Il s’agit d’un précédent historique au Canada et dans le monde occidental. Des commissions du même type se sont déjà déroulées en Afrique du Sud, suite au régime de l’apartheid, ou dans des pays du tiers-monde qui ont vécu des guerres civiles comme le Chili et le Sierra Leone.

Les plaies du passé

Aux TNO, l’établissement des pensionnats indiens à la fin du 19e siècle pour se poursuivre jusque dans les années 1970 a bouleversé la presque totalité de la population autochtone et la création d’une commission sur la réconciliation amène toute sorte de réactions. Robbie Beaulieu a passé cinq années de sa vie dans un pensionnat indien de Fort Smith. Avec les années, il en était venu à effacer cette pénible expérience de sa mémoire, mais le récent exercice pour déterminer son admissibilité aux compensations financières pour les anciens pensionnaires fut significatif pour lui. « Dans le processus d’appel, quand ils m’ont questionné, ça m’a ramené des souvenirs que je ne pensais même plus avoir après toutes ces années », a-t-il indiqué.

Selon lui, la tenue d’une telle commission sera bénéfique pour ceux qui voudront bien livrer leur témoignage. « Quand tu en parles et que tu t’exprimes, tu guéris. La douleur que tu ressens quand tu en parles finit par sortir de toi. C’est ce qui m’est arrivé. Ça l’a ouvert des choses en moi. Cette commission sera comme un miroir », a expliqué celui qui habite maintenant Yellowknife.
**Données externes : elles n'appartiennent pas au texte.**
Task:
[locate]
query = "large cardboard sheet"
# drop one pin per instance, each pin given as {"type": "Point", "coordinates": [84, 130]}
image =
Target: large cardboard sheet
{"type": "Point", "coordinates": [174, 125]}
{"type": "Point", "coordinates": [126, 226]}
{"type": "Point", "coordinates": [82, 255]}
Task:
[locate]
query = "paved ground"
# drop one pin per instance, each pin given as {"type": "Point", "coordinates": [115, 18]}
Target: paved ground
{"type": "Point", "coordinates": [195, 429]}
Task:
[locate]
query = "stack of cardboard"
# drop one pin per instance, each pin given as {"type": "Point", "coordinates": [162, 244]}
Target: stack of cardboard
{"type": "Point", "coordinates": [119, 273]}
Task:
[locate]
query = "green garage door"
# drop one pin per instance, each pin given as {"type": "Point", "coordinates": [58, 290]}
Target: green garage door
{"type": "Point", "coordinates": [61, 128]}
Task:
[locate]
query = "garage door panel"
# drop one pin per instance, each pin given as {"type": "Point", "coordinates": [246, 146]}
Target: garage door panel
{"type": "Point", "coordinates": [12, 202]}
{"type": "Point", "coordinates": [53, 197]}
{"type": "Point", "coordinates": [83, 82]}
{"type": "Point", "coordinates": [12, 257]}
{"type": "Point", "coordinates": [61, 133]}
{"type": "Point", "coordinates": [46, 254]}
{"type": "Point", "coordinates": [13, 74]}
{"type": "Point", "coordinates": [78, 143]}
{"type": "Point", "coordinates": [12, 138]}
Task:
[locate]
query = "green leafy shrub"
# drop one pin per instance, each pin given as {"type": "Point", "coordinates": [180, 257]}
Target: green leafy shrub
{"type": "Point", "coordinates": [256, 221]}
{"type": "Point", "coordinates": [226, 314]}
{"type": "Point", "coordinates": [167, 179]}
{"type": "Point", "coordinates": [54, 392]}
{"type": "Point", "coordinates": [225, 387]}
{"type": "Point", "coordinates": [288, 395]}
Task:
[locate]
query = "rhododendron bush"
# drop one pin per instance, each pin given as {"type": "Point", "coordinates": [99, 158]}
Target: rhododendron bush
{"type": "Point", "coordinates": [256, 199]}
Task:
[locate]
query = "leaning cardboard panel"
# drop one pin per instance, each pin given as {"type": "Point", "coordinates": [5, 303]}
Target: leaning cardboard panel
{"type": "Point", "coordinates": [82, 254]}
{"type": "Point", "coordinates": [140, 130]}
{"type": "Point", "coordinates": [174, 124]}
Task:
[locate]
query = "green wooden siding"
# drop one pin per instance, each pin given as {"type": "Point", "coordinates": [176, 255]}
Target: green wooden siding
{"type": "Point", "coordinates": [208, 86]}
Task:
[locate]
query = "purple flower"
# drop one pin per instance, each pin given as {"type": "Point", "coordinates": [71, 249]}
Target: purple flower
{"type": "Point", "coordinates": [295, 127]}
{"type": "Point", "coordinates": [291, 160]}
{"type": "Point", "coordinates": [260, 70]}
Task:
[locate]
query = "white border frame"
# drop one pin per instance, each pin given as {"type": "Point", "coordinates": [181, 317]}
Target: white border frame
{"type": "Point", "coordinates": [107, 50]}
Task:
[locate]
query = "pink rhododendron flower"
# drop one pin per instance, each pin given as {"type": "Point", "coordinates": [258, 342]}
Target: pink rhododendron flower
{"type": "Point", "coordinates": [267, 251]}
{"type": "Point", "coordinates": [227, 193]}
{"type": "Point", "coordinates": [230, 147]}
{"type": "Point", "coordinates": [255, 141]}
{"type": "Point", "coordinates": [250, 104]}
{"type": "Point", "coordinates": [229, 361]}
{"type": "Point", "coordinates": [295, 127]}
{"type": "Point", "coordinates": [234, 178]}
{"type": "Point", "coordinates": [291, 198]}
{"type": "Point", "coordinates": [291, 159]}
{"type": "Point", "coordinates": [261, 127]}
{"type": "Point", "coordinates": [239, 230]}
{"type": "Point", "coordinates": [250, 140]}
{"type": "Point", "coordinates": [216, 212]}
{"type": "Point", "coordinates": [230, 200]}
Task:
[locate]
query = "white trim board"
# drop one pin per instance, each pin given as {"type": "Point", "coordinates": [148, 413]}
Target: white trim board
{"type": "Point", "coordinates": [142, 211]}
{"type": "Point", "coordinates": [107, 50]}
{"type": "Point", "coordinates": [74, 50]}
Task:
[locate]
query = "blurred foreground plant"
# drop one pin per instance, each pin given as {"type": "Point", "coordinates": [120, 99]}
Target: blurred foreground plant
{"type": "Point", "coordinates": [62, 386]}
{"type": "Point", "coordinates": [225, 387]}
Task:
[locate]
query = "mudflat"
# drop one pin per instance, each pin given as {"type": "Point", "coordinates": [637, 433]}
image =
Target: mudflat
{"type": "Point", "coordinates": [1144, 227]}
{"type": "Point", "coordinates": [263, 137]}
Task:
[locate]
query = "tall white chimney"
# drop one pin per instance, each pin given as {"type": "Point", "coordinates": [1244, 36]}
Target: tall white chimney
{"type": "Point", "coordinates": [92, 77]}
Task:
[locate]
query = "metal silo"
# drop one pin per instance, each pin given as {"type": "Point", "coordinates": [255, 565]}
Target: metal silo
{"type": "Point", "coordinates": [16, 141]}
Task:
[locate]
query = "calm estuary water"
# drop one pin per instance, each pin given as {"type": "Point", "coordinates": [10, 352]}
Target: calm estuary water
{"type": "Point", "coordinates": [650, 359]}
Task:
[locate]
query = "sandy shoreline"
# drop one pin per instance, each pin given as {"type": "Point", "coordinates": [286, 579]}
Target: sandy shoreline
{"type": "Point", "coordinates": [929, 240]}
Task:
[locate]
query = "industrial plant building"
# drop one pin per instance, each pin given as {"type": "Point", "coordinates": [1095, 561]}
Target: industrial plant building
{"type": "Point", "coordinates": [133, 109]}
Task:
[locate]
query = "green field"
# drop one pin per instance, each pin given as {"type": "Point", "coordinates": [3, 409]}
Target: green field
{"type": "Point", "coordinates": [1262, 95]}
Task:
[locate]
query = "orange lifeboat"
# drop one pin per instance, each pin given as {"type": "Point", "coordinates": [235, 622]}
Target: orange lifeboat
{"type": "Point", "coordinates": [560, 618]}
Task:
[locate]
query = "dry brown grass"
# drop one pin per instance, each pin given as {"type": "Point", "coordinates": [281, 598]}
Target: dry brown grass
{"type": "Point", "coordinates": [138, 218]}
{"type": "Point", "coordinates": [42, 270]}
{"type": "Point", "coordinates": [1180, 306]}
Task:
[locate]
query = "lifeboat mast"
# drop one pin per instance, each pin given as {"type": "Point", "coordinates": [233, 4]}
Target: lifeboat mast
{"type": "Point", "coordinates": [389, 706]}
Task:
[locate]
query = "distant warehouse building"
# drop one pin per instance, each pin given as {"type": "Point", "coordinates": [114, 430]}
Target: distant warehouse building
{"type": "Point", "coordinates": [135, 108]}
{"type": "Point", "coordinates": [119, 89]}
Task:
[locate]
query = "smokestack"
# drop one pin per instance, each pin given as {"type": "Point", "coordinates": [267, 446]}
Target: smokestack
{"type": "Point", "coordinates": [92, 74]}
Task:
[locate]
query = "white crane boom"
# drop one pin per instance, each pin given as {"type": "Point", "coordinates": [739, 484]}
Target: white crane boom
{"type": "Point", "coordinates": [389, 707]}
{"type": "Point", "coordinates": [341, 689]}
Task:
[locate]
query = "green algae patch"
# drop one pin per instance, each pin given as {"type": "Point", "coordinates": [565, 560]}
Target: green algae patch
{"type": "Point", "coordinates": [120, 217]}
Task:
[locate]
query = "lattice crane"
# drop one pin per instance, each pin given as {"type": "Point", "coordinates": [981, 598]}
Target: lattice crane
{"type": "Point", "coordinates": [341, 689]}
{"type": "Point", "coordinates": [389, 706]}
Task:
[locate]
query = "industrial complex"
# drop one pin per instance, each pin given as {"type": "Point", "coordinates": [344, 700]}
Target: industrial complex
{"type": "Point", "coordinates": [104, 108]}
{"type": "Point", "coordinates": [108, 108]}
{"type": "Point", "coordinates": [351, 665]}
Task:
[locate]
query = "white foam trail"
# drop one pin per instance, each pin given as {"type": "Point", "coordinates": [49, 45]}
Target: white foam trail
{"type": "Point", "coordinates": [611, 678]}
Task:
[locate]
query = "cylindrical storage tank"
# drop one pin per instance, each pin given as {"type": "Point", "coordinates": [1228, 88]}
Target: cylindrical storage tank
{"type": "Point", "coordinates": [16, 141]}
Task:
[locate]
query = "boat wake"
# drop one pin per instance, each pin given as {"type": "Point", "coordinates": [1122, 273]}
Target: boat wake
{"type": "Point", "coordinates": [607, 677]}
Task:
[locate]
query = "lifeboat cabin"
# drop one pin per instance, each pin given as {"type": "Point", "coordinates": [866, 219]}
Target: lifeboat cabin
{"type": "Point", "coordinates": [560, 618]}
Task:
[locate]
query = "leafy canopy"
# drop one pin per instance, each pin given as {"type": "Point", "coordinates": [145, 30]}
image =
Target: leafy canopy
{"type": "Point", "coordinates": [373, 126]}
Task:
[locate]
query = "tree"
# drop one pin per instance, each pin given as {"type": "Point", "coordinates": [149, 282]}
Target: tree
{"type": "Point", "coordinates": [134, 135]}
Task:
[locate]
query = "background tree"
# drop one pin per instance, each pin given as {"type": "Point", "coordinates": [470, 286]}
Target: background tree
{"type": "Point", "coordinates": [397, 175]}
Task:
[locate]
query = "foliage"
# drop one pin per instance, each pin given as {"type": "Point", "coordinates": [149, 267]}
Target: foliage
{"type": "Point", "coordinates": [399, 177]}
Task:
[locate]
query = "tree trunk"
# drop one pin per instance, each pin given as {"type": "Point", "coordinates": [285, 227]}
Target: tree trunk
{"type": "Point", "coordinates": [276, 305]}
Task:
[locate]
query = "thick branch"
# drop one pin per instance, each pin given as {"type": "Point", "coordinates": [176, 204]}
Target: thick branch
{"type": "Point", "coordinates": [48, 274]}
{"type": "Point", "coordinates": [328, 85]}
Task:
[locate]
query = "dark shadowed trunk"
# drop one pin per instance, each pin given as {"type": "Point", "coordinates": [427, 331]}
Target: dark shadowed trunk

Mary, une dame d’origine tlicho, a vécu plusieurs années dans un pensionnat indien. Même si elle paraissait peu confortable d’aborder le sujet, elle a quand même accepté de commenter l’existence de la commission. « Si [la commission] vient ici, je n’irais pas. Ça ne servira à rien. Ça va juste ramener des mauvais souvenirs », a-t-elle brièvement dit.

Assise paisiblement devant le bureau de poste de Yellowknife, une Autochtone originaire du Delta prénommée Patricia n’était pas au courant du processus mis en place par le gouvernement. Celle qui a fréquenté un pensionnat indien de Fort McPherson pendant 13 ans ne savait pas trop quoi penser de cette commission sur la réconciliation. Après un moment de réflexion, la vieille dame admet qu’une telle tribune peut avoir du bon, mais elle ne pense pas qu’elle y serait à l’aise pour raconter son enfance au pensionnat.

Le chef de la Première Nation Dénée des Yellowknifes de Dettah, Edward Sangris, dit comprendre que des gens soient réticents à témoigner de leur expérience et « ouvrir des vieilles plaies », mais il est persuadé du bien-fondé de cette commission.

« Je pense que les gens ont besoin d’en parler. Il faut aussi connaître la vérité sur ce qui est arrivé aux gens. Je sais que ça va être difficile, mais je pense que les gens doivent panser leurs plaies et aller de l’avant au lieu de rester sur des vieux souvenirs », a-t-il déclaré.

Le seul reproche que le chef déné pourrait apporter sur cette commission est qu’elle ne se soit pas tenue avant. « Je pense que c’est beaucoup trop tard. Beaucoup de gens sont morts avec leurs souvenirs sans qu’ils aient pu faire la paix avec eux-mêmes », a-t-il signalé.

M. Sansgris et ses collègues ont par ailleurs voté une motion lors de la réunion des leaders dénés de la semaine dernière pour intimer la Commission de la divulgation des faits et de la réconciliation, et son président Harry LaForme, à visiter toutes les communautés des TNO où des pensionnats indiens ont été établis. « Après tout ce que les gens ont vécu ici, je ne crois pas que ça soit trop demandé », a révélé le chef de Dettah. À l’heure actuelle, sept audiences de la Commission sont prévues à la grandeur du Canada en plus de quelques consultations locales.